A paciente ainda está na Traumatologia do Hospital Agostinho Neto a recuperar do acidente de viação.
Há pouco mais de uma semana o procurador da República, Vital Moeda, começou a publicar nas redes sociais textos informativos sobre o que a lei diz acerca do contágio e propagação de doença contagiosa, neste momento em que o país enfrenta o Covid-19. Em jeito de alerta aos mais desavisados, transcrevemos aqui algumas das passagens mais importantes que anotou num dos seus posts: "Quem praticar, com o fim de transmitir a outra pessoa doança grave de que sofre, está afectado ou contaminado, acto capaz de produzir a infecção ou contágio, será punido com pena de prisão de 2 a 6 anos, se pena mais grave lhe não couber por força de outra disposição legal", disse, citando o artigo 156º do Código do Penal, referente ao Crime de perigo de contágio de doença grave.
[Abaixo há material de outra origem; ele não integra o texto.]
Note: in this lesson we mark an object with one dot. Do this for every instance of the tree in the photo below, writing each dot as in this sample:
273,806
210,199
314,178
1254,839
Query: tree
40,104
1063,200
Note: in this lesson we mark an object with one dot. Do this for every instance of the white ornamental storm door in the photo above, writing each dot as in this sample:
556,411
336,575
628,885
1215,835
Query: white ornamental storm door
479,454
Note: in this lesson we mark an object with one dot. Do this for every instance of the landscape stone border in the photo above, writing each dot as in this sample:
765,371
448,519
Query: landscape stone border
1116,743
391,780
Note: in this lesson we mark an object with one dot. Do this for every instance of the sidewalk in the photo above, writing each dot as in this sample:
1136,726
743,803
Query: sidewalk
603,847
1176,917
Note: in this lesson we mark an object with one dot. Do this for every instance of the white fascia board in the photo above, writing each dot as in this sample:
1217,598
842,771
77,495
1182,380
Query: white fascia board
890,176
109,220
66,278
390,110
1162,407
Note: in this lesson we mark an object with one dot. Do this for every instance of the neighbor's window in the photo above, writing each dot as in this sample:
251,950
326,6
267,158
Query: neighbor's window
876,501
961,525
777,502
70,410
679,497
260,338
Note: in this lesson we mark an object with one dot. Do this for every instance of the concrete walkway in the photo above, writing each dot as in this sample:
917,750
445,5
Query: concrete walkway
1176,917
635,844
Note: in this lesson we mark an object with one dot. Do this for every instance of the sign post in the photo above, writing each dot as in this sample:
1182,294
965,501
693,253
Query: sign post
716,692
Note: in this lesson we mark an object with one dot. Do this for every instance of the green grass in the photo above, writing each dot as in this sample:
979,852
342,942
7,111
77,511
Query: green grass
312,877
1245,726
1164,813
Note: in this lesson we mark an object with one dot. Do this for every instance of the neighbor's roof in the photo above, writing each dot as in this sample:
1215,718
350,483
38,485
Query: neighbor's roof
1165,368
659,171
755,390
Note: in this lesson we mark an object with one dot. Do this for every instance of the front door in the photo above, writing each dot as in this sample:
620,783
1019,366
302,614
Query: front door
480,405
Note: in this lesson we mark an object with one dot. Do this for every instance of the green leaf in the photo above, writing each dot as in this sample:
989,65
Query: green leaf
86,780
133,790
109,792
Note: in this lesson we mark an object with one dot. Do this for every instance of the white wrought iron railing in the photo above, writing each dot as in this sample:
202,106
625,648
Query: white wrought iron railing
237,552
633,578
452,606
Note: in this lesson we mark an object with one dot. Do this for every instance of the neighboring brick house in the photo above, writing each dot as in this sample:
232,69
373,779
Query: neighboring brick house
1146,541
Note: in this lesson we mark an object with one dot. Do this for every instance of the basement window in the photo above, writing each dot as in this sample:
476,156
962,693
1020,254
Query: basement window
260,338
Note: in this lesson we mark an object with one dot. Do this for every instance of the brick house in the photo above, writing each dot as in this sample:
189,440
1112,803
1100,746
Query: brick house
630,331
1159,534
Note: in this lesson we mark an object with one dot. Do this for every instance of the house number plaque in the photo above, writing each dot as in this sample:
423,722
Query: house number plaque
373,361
Mais, "se se considerar haver crime de propagação de doença contagiosa (Artigo 299.º do Código Penal), criando perigo para a vida e perigo grave para a integridade física de outrem, a pena de prisão será de 1 a 6 anos de cárcere. Se o perigo for criado ou a conduta for levada a cabo por negligência, a pena será, respectivamente, a prevista no n.º03 ou no n.º4 do artigo antecedente (ou seja, de 6 meses a 4 anos de prisão ou até 03 anos ou com multa de 80 a 200 dias). São crimes públicos pelo que qualquer pessoa pode denunciar", explicou Vital Moeda.